1987
Personnages | 1 femme, 3 hommes. |
Lieu | Dans la Ville. |
Durée de jeu | 1h15 |
Argument | « Les Bacchantes » reprend l’antique confrontation de Dionysos et Penthée. L’action (retour de Dionysos à Thèbes, troubles dans la cité, répression, séduction et mort de Penthée) se déroule ici dans le jeu des problématiques contemporaines. Elle demeure la métaphore des oppositions culture et nature, pouvoir et déviance, ordre établi et subversion. |
Notes de lecture (1988/89)
(…) L’écriture est riche, il y a du style et du lyrisme, un savant dosage narratif : alternance de longs monologues et de courts dialogues, un bon rythme et la fable est intéressante et théâtrale.
Théâtre national de la Colline
(…) Très beau style théâtral – Euripide, revisité, nous parle d’aujourd’hui.

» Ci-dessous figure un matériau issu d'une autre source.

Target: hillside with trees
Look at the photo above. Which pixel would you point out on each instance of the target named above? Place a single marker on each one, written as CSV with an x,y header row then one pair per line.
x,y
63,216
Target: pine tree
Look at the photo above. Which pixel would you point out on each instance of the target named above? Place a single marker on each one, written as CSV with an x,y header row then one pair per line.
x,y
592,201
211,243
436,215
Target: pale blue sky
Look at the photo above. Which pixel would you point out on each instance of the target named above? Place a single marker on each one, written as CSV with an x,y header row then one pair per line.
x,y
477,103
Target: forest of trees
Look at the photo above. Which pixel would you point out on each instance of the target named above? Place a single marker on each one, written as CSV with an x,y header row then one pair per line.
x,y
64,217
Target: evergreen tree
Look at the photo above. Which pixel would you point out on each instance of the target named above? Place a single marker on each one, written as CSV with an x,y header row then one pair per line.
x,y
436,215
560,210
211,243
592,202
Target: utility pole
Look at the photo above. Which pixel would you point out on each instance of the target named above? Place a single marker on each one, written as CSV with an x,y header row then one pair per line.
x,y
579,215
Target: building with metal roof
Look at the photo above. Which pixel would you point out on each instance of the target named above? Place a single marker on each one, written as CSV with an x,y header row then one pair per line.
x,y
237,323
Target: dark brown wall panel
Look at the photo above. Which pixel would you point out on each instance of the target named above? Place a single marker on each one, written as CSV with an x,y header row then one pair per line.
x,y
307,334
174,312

Ton très personnel même si l’on pense un peu au système Giraudoux. Sans doute dramatiquement très intéressant… mais un peu bref.
La Limousine
Une page de texte
I – Quelque part dans la ville : Dionysos.
Frères, je suis Dionysos, né comme vous dans cette ville. Je ne vous dirai pas il y a combien de temps, je n’en sais rien. Personne non plus ne se souvient. Quand je pense à ma naissance, je vois un grand trou noir, sans fin. Suis-je né d’une femme ? Aussi bien d’un caillou de cette ville, ou d’un tas de chiffons, ou d’une marre croupissante au fond d’une cave. Personne n’a jamais revendiqué le nom de mère pour moi. Ma mère, c’est tout simplement cette ville, à la fois violente et fastueuse, âpre et exubérante. Dans mon premier souvenir, je tète à une mamelle. Elle est cernée de poils drus, il y a du lait tiède qui coule sur mon menton, sur mon ventre. Un homme, ridé comme un vieil arbre, me tient sur ses bras maigres. Derrière sa peau d’écorce il a un regard comme les étoiles. A présent je devine que l’animal dont je suçais le lait dans ce souvenir était une ânesse mais je ne sais plus rien de ce vieil homme.
Ensuite, c’est bien plus tard. J’erre dans les docks et j’ai faim. Un homme, un marin, me donne de la nourriture. Je le suis sur les quais et il me fait monter sur un bateau. Là, il me laisse dans une cabine et je m’endors. A mon réveil, l’homme est sur moi et sa verge rugueuse pénètre mes entrailles. Puis d’autres viennent et d’autres fois encore, mon corps est leur pâture. A la fin je n’existe presque plus et ils me jettent par dessus bord. Quand je reviens à moi, c’est comme une seconde naissance. Des femmes en voiles sont autour de moi, elles parlent une langue que je ne connais pas. Je sais pourtant qu’elles s’interrogent et qu’elles me croient malade. Je ne suis pas malade mais mon corps n’est plus le même. Une frénésie le possède, une danse, une danse sans nom, une danse qui n’a pas de fin.
Quand je suis revenu dans cette ville elle m’a semblé une autre. Mais c’est moi qui avais changé. Ma danse a séduit Agavé, grande dame de Thèbes, qui m’a pris sous sa protection. Elle prétend aujourd’hui que je suis l’enfant de sa sœur morte il y a longtemps. Pourquoi pas ? Je sais bien les causes de sa sollicitude. Elles sont celles qui la font haletante, jouteuse ardente entre mes jambes.
Enfants de Thèbes, mes frères, mes semblables, je reviens aujourd’hui parcourir vos territoires d’asphalte et me joindre à vos jeux périlleux. Je reviens partager vos ébats frénétiques, vos extases de pacotille, vos forfaits dérisoires. Et avec vous défier les tours d’opale de cette ville trop satisfaite.
Je me suis nommé : Dionysos. Je me suis nommé car désormais c’est un nom qui va compter ici.